Anthony Venable, right, and Nashville Police Chief Steve Anderson, left. (Image source: WSMV-TV)
A Nashville, Tennessee, police officer has been decommissioned after posting a message to Facebook seemingly referring to the fatal police shooting of Philando Castile in Minnesota earlier this week. Castile, 32, died after being shot by police four times during a traffic stop outside Minneapolis.
Around 3 p.m. Thursday, just hours after Castile's shooting, police in Nashville became aware of one officer's personal Facebook post.
A Metro officer was decommissioned over a post referencing the shooting of #PhilandoCastile https://t.co/KV0zzuQP2g pic.twitter.com/PteQ3BbTFV
— WSMV-TV, Nashville (@WSMV) July 8, 2016
“Yeah. I would have done 5," Anthony Venable wrote in a comment, apparently referring to the number of gunshots wounds from which Castile suffered.
Venable, who is an eight-year veteran of the force, defended the post as sarcasm.
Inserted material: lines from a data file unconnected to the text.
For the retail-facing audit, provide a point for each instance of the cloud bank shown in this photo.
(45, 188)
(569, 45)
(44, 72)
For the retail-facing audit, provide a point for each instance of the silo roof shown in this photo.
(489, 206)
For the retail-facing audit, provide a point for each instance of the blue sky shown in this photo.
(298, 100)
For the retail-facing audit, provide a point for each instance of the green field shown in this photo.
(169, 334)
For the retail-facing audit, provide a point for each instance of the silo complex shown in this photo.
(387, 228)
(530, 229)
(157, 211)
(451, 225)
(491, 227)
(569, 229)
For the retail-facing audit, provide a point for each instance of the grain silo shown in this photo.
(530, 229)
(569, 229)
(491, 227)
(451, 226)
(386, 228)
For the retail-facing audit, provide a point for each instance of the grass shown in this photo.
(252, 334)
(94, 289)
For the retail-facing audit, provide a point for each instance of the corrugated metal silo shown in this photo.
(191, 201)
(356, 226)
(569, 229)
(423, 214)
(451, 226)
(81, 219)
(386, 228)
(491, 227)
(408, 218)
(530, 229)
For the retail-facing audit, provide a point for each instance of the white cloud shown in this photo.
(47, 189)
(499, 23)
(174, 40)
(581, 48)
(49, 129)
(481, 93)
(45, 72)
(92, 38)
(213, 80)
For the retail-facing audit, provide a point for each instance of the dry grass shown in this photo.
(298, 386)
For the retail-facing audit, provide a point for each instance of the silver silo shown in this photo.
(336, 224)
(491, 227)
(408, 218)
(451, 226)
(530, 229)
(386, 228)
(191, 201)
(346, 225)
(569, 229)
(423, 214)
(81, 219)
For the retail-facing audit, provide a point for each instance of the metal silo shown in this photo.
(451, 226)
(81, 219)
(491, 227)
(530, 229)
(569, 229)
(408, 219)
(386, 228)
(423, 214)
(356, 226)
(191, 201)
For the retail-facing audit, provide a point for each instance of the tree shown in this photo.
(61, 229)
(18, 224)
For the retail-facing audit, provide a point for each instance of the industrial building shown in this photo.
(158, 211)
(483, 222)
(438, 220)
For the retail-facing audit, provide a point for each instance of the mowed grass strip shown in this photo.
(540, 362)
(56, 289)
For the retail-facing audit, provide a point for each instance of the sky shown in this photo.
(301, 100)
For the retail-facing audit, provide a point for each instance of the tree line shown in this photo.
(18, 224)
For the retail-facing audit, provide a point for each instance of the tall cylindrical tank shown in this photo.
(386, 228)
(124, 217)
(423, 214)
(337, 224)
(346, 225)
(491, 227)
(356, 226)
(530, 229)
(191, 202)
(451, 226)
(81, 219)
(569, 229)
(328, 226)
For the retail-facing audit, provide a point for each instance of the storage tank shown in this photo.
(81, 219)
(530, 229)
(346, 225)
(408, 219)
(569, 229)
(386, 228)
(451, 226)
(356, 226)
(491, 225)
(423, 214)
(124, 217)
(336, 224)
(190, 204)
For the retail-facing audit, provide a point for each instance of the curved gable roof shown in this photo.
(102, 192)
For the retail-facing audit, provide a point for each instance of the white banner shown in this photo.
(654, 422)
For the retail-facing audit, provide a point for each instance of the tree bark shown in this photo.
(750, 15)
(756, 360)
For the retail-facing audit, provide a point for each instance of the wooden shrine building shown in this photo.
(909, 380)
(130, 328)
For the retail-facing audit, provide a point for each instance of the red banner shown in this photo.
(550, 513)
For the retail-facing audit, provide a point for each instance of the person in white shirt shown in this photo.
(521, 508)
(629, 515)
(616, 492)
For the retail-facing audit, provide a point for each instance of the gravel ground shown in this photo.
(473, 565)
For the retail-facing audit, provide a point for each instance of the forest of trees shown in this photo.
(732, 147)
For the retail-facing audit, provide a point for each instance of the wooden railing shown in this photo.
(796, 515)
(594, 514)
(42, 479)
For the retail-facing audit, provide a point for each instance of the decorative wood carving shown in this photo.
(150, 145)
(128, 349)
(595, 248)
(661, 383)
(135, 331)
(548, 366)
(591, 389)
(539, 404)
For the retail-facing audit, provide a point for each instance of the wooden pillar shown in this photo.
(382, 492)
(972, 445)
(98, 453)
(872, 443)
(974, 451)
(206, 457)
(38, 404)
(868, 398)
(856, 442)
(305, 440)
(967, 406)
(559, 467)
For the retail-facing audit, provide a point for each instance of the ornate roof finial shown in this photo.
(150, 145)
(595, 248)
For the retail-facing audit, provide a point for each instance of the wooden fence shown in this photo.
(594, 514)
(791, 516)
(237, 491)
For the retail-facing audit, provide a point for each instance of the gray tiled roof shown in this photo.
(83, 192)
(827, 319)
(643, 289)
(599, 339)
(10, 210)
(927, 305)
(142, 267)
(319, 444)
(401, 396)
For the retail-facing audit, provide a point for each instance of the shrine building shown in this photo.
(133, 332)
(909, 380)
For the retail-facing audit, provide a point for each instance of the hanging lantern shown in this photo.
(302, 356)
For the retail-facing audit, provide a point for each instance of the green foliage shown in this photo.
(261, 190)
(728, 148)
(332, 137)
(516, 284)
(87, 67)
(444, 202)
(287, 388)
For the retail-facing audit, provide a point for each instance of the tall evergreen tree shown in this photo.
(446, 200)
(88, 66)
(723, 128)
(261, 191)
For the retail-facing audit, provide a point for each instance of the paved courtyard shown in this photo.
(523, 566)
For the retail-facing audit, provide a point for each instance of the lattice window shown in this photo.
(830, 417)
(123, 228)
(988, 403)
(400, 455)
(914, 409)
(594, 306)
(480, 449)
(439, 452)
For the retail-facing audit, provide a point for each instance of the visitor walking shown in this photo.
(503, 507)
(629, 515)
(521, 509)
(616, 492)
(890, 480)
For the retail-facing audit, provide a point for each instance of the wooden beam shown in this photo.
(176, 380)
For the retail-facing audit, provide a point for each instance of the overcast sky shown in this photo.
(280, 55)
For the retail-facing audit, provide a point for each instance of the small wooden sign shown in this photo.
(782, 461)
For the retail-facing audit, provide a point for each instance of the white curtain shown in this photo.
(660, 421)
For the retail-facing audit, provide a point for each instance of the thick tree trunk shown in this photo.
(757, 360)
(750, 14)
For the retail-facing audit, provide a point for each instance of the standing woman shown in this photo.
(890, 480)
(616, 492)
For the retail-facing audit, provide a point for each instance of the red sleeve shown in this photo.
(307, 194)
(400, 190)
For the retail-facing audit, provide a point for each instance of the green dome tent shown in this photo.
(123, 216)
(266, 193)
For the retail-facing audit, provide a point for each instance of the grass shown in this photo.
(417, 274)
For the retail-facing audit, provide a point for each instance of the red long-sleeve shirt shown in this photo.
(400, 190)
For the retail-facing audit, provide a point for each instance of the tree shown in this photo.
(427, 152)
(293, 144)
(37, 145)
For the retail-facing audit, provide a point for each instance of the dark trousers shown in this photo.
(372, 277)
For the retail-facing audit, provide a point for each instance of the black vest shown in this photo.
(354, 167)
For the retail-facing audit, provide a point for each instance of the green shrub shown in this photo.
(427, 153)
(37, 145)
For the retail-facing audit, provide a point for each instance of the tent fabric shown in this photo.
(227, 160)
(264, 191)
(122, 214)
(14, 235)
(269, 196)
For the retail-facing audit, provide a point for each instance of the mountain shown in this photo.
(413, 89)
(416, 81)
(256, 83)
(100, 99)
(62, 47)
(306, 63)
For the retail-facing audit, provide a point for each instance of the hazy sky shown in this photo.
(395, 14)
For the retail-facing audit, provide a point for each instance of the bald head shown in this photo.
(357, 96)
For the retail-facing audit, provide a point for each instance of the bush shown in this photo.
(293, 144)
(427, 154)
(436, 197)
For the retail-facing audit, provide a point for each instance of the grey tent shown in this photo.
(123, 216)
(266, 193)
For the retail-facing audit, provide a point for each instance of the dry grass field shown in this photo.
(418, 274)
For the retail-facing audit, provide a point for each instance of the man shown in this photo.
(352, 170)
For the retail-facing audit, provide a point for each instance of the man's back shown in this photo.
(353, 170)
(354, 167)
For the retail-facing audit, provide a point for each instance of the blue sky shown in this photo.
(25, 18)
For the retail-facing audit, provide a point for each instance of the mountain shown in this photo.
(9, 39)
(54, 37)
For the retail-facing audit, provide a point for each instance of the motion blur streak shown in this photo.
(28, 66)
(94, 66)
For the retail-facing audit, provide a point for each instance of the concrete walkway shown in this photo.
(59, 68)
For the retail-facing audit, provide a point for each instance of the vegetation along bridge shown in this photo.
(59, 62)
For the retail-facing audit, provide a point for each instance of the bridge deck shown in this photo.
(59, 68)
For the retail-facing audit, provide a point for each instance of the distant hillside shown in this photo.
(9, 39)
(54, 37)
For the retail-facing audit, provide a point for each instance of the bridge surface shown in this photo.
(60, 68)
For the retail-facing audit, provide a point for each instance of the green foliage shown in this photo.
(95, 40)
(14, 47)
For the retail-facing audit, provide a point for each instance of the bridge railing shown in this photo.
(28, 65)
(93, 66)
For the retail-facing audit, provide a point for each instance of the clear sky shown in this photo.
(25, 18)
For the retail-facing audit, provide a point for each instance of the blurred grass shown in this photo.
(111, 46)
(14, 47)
Police Chief Steve Anderson, however, wasn't buying it.
“The police department is treating this matter very seriously and took immediate action, regardless of what he claims the context to have been,” Anderson said, according to WSMV-TV.
On Thursday, Anderson released a statement expressing his concern for what happened both to Castile in Minnesota and to 37-year-old Alton Sterling in Baton Rouge, Louisiana, on Tuesday.
“I am extremely concerned and disturbed by the videos and the accounts we have heard thus far coming from Baton Rouge and Falcon Heights," Anderson said, according to the Tennesseean.
"I have confidence in the men and women working to protect the people of this city, their moral ethic, the skills they possess and their ability to make appropriate decisions in difficult situations," the Nashville police chief added.